Preliminary experience with the use of self-expanding stent as a thrombectomy device in ischemic stroke

José E Cohen, John M Gomori, Ronen R Leker, Roni Eichel, David Arkadir, Eyal Itshayek
Neurological Research 2011, 33 (2): 214-9

OBJECTIVES: Stent-based techniques may allow rapid arterial recanalization in acute stroke. We present our experience using a self-expanding stent to achieve a transient bypass, and then as a thrombectomy device, with no permanent stent implantation, in acute stroke.
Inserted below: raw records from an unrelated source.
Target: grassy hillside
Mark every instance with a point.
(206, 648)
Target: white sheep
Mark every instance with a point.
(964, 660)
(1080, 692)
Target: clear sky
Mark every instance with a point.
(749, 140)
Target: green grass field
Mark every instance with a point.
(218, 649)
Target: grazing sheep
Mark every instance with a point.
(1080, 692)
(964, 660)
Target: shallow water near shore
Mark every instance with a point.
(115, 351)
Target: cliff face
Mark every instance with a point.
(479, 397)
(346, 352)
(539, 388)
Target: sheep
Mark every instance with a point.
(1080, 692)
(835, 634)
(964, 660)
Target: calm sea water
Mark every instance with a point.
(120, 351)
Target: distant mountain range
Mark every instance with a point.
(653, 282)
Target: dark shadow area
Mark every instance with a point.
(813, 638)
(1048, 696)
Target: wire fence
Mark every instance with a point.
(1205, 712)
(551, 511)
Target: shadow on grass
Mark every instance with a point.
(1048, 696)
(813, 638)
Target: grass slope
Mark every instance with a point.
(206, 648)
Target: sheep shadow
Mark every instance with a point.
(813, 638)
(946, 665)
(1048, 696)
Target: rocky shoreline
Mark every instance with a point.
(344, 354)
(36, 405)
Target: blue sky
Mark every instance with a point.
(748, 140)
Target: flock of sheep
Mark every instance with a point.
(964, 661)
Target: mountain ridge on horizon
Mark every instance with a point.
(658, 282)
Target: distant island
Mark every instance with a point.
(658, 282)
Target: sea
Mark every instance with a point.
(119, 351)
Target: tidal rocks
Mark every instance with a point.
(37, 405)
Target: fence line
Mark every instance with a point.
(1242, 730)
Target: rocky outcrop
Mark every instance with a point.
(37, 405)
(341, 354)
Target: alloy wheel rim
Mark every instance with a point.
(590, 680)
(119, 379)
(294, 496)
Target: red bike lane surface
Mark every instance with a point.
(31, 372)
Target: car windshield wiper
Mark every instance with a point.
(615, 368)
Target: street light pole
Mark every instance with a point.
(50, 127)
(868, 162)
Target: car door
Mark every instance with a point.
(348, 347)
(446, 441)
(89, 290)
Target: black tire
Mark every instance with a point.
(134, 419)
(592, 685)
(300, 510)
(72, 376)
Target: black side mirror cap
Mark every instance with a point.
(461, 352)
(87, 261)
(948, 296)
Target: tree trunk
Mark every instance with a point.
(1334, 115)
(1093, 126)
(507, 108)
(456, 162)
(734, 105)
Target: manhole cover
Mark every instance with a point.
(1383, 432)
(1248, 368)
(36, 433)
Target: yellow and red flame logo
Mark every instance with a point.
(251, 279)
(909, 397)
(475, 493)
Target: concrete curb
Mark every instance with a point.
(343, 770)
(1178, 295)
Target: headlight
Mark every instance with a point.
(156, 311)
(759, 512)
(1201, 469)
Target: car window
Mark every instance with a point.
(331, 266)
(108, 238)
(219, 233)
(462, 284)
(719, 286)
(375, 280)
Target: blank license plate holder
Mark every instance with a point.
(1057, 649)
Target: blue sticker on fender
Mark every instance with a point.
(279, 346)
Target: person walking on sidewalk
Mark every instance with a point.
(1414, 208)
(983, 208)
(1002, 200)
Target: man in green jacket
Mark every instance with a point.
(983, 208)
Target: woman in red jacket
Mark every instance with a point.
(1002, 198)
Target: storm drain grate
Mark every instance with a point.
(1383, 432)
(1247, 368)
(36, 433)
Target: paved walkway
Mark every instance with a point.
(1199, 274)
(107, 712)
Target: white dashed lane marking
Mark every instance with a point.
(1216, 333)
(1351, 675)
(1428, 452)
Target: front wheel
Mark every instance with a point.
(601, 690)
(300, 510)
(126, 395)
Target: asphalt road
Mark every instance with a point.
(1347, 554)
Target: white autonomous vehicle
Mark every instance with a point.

MATERIALS AND METHODS: Six patients (mean age 55 years, range 35-71 years) presented with major ischemic stroke secondary to large vessel occlusion. Patients had a National Institutes of Health Stroke Scale score of >17, no intracerebral hemorrhage or early infarction, and poor collateral supply to the affected parenchyma. Within 6 hours of symptom onset, a stent (Solitaire, ev3, Irvine, CA, USA) was deployed across the entire occluded segment. Repeat angiogram was performed to evaluate the reconstituted flow. The balloon of the guide catheter was inflated for proximal carotid occlusion. The partially deployed stent was slowly pulled back (mechanical thrombectomy step) under continuous aspiration. Suction was repeated to ensure the aspiration of any clot remnants.

RESULTS: In all the cases, complete recanalization (Thrombolysis in Myocardial Infarction Revascularization and Reperfusion Score of 3) was achieved in <60 minutes after femoral access, and a single thrombectomy attempt was sufficient to achieve clot removal. No stent was permanently implanted. Modified Rankin Scores were 0-2 in all patients at a mean 1-month follow-up.

CONCLUSIONS: The presented approach allowed three desired effects: rapid endovascular revascularization, clot removal, and no need of leaving a permanent implant. In our preliminary experience this simple and rapid stent-based mechanical thrombectomy technique has had an unprecedented success rate.